AVRUPA BİRLİĞİ ÜLKELERİNDEKİ SİYASAL KATILIM VE YÖNETİŞİM PLATFORMLARI UYGULAMALARININ İNCELENMESİ VE ESKİŞEHİR UYGULAMASININ GERÇEKLEŞTİRİLMESİ


Akdemir E. (Yürütücü)

Yükseköğretim Kurumları Destekli Proje, 2019 - 2020

  • Proje Türü: Yükseköğretim Kurumları Destekli Proje
  • Başlama Tarihi: Aralık 2019
  • Bitiş Tarihi: Ekim 2020

Proje Özeti

Belirli bir ülke ve toplum içerisinde yaşayan insanların hepsinin aynı şekilde düşünmelerini, aynı yaşam pratiklerini gerçekleştirmelerini, aynı çıkarlar peşinde koşmalarını ve aynı tercihlerde bulunmalarını beklemek mümkün değildir.  Bu itibarla bir toplumun bütün üyelerinin fikir birliği içerisinde olmasını beklemek de mümkün değildir. Kabul etmek gerekir ki, bir toplum içerisindeki bireylerin beklentileri ve çıkarları birbirinden farklıklar arz etmektedir.
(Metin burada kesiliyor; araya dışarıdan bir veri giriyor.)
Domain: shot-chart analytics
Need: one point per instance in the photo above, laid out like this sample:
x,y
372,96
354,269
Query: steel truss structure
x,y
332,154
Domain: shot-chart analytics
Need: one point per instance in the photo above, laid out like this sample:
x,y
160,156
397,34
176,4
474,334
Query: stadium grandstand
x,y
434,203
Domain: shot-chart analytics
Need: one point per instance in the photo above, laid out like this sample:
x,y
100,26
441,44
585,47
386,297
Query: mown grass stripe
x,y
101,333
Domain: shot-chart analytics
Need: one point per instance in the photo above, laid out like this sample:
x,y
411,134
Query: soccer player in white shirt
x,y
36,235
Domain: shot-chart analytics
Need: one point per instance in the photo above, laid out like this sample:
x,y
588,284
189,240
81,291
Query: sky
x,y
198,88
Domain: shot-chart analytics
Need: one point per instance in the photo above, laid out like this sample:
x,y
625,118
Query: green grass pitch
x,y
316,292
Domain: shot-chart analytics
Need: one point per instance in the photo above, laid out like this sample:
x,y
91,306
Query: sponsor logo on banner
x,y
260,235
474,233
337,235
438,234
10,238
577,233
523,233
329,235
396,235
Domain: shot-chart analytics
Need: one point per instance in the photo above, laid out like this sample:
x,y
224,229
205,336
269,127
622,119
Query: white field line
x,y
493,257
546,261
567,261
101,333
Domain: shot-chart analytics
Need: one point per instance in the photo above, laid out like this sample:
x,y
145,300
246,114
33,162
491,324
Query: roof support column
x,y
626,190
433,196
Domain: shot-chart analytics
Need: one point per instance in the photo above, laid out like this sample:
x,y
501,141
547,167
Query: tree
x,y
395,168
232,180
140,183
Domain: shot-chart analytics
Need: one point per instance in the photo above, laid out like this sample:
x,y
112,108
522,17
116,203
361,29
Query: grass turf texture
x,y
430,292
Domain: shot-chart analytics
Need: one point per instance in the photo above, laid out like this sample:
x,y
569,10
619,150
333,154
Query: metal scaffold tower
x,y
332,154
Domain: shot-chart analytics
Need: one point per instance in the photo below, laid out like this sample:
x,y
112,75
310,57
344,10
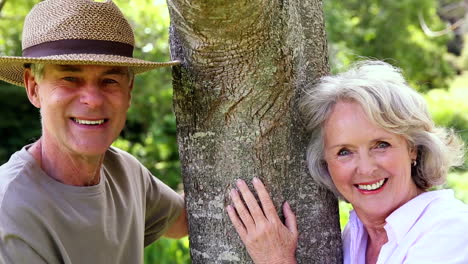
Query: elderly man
x,y
70,197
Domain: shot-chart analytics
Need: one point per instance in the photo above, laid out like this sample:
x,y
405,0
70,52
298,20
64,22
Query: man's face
x,y
83,108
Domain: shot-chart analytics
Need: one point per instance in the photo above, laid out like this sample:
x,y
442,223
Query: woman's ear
x,y
413,153
31,88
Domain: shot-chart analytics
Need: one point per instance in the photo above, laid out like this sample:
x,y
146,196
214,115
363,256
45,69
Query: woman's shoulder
x,y
446,207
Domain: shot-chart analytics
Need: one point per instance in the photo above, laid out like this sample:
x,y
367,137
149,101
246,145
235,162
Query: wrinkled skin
x,y
267,239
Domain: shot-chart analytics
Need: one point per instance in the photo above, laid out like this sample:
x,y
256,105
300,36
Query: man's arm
x,y
179,227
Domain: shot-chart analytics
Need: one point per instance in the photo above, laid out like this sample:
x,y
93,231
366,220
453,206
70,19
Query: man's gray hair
x,y
391,104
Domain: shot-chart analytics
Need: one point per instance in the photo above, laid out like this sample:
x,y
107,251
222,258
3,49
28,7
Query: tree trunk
x,y
243,66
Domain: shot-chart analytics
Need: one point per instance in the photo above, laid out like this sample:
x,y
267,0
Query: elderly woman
x,y
374,144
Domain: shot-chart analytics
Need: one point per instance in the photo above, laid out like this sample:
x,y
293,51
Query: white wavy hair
x,y
389,103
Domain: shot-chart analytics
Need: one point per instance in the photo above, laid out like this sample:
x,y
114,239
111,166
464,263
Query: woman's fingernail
x,y
233,192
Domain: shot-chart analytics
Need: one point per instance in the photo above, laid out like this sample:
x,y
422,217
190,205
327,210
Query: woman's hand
x,y
266,238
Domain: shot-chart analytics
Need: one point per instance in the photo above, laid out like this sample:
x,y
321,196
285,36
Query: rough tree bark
x,y
243,65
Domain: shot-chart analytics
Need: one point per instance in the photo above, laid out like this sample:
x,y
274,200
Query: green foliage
x,y
168,251
449,108
388,30
20,120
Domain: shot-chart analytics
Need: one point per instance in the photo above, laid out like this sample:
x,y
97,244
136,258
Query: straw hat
x,y
75,32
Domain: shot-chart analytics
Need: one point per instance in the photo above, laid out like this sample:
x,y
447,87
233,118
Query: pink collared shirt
x,y
431,228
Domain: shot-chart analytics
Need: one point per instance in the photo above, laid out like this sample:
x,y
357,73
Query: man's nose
x,y
91,95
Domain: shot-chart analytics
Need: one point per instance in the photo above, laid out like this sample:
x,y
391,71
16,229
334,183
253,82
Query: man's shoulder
x,y
16,169
117,155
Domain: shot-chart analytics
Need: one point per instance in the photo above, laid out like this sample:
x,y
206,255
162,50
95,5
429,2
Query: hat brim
x,y
12,68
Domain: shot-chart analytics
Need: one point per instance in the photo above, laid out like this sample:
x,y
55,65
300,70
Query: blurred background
x,y
423,37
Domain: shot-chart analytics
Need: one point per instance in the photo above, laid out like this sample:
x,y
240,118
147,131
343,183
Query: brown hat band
x,y
79,46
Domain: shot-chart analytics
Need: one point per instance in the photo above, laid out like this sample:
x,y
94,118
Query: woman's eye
x,y
343,152
109,81
70,79
382,145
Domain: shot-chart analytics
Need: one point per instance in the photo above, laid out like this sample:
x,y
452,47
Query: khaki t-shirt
x,y
45,221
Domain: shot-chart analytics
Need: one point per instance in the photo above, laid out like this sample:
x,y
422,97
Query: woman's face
x,y
370,166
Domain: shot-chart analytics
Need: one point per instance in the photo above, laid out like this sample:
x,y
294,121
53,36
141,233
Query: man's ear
x,y
130,91
31,88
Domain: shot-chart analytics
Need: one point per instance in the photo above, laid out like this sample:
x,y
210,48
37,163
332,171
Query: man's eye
x,y
382,145
70,79
344,152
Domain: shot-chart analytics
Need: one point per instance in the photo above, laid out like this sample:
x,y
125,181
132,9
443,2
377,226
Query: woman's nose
x,y
366,164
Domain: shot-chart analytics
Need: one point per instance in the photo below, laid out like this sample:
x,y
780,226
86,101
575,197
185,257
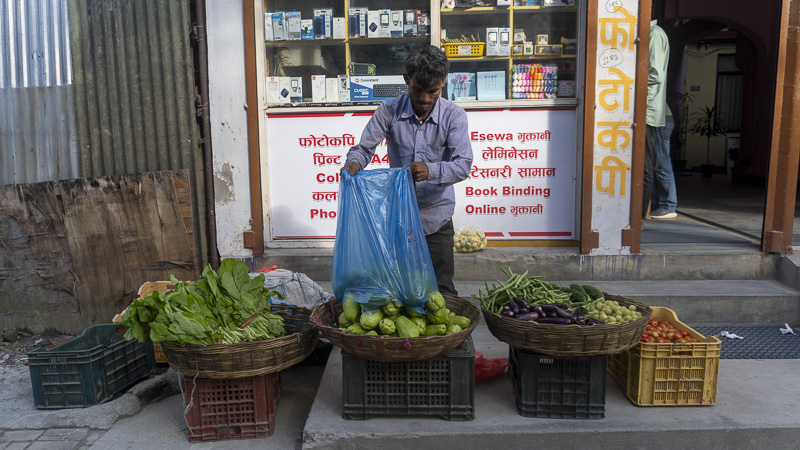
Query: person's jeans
x,y
647,182
664,195
440,246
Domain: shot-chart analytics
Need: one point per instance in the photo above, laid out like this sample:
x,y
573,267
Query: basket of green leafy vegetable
x,y
224,325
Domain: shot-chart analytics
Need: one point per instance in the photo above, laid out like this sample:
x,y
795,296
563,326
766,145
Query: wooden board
x,y
75,252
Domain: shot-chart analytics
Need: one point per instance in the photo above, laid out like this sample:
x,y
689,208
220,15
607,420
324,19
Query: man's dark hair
x,y
427,64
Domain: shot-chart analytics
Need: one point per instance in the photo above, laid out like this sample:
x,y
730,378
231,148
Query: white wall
x,y
227,102
701,73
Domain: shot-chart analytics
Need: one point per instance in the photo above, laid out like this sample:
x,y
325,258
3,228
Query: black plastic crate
x,y
88,370
443,386
558,387
236,408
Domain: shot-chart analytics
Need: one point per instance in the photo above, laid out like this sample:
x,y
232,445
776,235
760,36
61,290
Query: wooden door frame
x,y
785,143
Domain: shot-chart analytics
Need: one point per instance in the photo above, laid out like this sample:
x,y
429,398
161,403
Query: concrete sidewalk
x,y
758,406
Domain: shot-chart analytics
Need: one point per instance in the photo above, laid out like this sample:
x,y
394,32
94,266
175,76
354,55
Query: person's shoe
x,y
663,214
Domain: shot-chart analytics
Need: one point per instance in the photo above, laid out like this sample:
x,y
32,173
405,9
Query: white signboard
x,y
522,183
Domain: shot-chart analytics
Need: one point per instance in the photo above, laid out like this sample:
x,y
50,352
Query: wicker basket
x,y
249,359
570,340
394,349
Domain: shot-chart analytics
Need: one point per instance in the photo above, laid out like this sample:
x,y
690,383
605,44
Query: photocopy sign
x,y
521,186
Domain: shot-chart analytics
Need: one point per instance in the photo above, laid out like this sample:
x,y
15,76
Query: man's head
x,y
426,71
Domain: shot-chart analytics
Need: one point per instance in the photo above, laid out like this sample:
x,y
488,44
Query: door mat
x,y
685,231
758,342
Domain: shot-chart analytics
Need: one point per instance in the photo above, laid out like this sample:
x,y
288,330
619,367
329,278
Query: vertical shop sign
x,y
613,146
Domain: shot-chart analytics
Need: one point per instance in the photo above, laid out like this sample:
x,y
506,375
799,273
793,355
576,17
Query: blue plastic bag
x,y
380,250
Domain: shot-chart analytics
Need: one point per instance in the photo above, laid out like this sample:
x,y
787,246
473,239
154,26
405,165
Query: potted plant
x,y
706,123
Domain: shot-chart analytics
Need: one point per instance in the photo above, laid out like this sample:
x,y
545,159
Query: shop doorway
x,y
720,65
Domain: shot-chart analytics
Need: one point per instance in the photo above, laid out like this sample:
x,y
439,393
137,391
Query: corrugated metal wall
x,y
134,93
37,117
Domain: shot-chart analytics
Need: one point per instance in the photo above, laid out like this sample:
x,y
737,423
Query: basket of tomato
x,y
665,332
671,365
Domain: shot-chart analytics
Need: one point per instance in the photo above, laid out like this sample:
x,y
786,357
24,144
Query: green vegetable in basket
x,y
435,330
370,321
387,326
406,328
356,329
441,316
392,308
453,329
351,308
411,313
225,306
592,291
435,302
421,323
461,321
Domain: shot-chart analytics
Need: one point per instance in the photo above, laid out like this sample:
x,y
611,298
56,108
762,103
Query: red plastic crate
x,y
236,408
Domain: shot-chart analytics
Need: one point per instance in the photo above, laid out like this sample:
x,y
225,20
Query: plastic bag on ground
x,y
486,369
380,250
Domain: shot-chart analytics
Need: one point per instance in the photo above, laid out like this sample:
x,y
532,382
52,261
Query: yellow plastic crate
x,y
669,374
463,50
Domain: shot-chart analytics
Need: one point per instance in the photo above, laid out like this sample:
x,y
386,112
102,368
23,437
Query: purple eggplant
x,y
529,316
558,320
564,313
549,308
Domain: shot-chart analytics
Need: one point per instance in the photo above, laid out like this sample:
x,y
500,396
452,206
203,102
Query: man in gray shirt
x,y
657,163
429,135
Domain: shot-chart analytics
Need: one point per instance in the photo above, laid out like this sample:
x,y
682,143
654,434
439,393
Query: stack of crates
x,y
558,387
236,408
443,386
88,370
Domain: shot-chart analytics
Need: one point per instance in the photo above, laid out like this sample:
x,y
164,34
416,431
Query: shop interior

Bu da çoğulcu siyasal sistemler bakımdan olağan bir durumdur. Beklenmeyen durum ise; bir fikir, tercih ve yaşam pratiğine sahibi olan birisinin başka bir fikir, tercih ve yaşam pratiği olan birisini kabul etmeme, dışlama, yok sayma ve hatta ortadan kaldırma arzusu ya da eylemidir. Öte yandan söz konusu bu farklılıkların toplumda illa gerilim yaratacağını beklemek de toplum içerisinde yaşayan bireylerin can, fikir ve tercih güvenliğini ciddi tehditler altında bırakabilecektir. Bunun önüne geçilebilmesinin en temel yolu ise farklılıkların bir tehdit değil herkesin kendi tercihi olarak kabul edilmesinden, kendi fikir, tercih ve yaşam pratikleri ne kadar değerli ise başka fikir, tercih ve yaşam pratiklerinin de aynı ölçüde değerli olduğunu kabul etmekten geçmektedir. Bunu başarabilmenin en kolay ve geçerli yolu ise ‘başka’, ‘öteki’ya da ‘diğer’ olarak adlandırılan kesim, birey ve toplumsal gruplarla iletişim ve etkileşimin kurulması ve tarafların birbirlerini dinleyebilmesi ve hazmedebilmesidir. Bu iletişim ve etkileşim sayesinde taraflar önyargılarından arınmaya ve karşısındaki anlamaya doğrudan erişebileceklerdir. Böylece de toplum içerisindeki bireyler kendilerini dar ve kapalı alanlara itilmekten kurtararak kendilerine çizilmiş yapay siyasal, sosyal, ekonomik ve kültürel sınırlardan kurtularak birlikte yaşamayı sağlayacak ortak paydaları keşfetmeye başlayacaklardır. Bu keşif de topluma toplumsal huzuru, barışı ve uzlaşıyı getirecektir. Söz konusu ortak paydaların keşif yolu da toplumun tamamını ilgilendiren ortak ekonomik, sosyal, siyasal ve kültürel sorunlara ilişkin hem katılım ve yönetişim ilkelerinin bir arada olduğu çözüm platformlarının ortaya çıkışına hem de bu platformlar aracılığıyla söz konusu sorunlara çözümlerin üretilmesine katkı sağlayacaktır. 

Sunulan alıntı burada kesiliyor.